Anderes, wie das Anbringen von Lichtquellen an jeder Öffnung eines brennenden Gebäudes oder das permanente weitergeben des Zeitverlaufs im Zuge eines Einsatzes, der Löscharbeiten in Inneren eines brennenden Gebäudes erfordert, wurden bereits in die allgemeinen Vorschriften eingepflegt. Mittelfristig will der Dachverband der Feuerwehren im belgischen Bundesland Flandern einen permanenten Untersuchungsausschuss für Feuerwehreinsätze ins Leben rufen. 

Limburgische Hochschule übergibt dem Opfer des Feuers von Beringen einen Spendenscheck über 8.000 €

Der bei dem verheerenden Brand schwer verletzte Feuerwehrmann Arno Bazan gehörte ebenfalls zur Freiwilligen Feuerwehr von Heusden-Zolder.
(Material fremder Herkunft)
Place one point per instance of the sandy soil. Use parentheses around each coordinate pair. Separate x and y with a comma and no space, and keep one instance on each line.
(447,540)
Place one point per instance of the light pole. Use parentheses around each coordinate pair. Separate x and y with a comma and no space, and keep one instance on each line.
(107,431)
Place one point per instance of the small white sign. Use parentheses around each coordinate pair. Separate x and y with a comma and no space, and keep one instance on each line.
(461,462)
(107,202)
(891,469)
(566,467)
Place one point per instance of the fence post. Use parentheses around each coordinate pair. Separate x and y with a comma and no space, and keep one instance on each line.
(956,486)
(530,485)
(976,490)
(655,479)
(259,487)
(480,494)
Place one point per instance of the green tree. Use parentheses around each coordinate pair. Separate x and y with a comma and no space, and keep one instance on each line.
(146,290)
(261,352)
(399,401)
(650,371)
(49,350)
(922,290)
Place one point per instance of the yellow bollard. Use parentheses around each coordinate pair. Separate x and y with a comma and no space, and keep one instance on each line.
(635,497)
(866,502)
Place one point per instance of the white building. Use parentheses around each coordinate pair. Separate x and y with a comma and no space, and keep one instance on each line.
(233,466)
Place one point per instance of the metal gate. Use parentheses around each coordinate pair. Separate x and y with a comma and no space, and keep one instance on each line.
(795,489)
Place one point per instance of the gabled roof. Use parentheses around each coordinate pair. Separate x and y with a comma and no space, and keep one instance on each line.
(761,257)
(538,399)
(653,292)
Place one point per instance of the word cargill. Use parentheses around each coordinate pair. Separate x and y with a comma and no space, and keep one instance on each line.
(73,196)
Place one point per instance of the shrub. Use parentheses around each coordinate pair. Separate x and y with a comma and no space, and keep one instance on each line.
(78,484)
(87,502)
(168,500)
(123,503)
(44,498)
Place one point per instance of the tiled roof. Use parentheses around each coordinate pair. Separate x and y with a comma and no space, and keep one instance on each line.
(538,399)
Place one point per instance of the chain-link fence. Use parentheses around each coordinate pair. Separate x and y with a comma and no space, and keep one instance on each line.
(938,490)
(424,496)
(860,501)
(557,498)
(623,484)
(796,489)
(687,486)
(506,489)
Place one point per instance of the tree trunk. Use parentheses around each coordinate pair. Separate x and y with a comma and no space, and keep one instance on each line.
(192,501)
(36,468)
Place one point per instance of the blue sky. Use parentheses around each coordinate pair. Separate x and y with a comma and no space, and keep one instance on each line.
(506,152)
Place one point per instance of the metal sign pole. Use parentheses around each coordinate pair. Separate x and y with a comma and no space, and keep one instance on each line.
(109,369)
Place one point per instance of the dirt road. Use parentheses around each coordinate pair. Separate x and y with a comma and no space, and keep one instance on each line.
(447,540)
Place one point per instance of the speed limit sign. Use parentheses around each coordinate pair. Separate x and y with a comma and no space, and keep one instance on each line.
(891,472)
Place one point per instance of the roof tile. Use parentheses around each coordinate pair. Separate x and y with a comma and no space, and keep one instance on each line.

Bazan ist hauptberuflich Lektor an der PXL-Hochschule in der Provinz Limburg. Um ihn finanziell zu unterstützen, haben dessen Kollegen eine ganze Reihe an Aktionen organisiert, unter anderem auch einen Spendenlauf mit 400 Teilnehmern. Das dabei gespendete Geld wurde jetzt übergeben.

Die 8.000 € werden verteilt unter der Freiwilligen Feuerwehr von Heusden-Zolder, dem Freundeskreis dieser Feuerwehr und allen Betroffenen dieses Brandes. Arno Bazan, der inzwischen glücklicherweise wieder arbeiten kann, wird mit seinem Anteil entstehende Zusatzkosten im Rahmen seiner noch immer laufenden Reha finanzieren. Die PXL-Hochschule will jetzt auch versuchen, dem Institut angehörende Studierende auf ein Ehrenamt bei der Feuerwehr neugierig zu machen.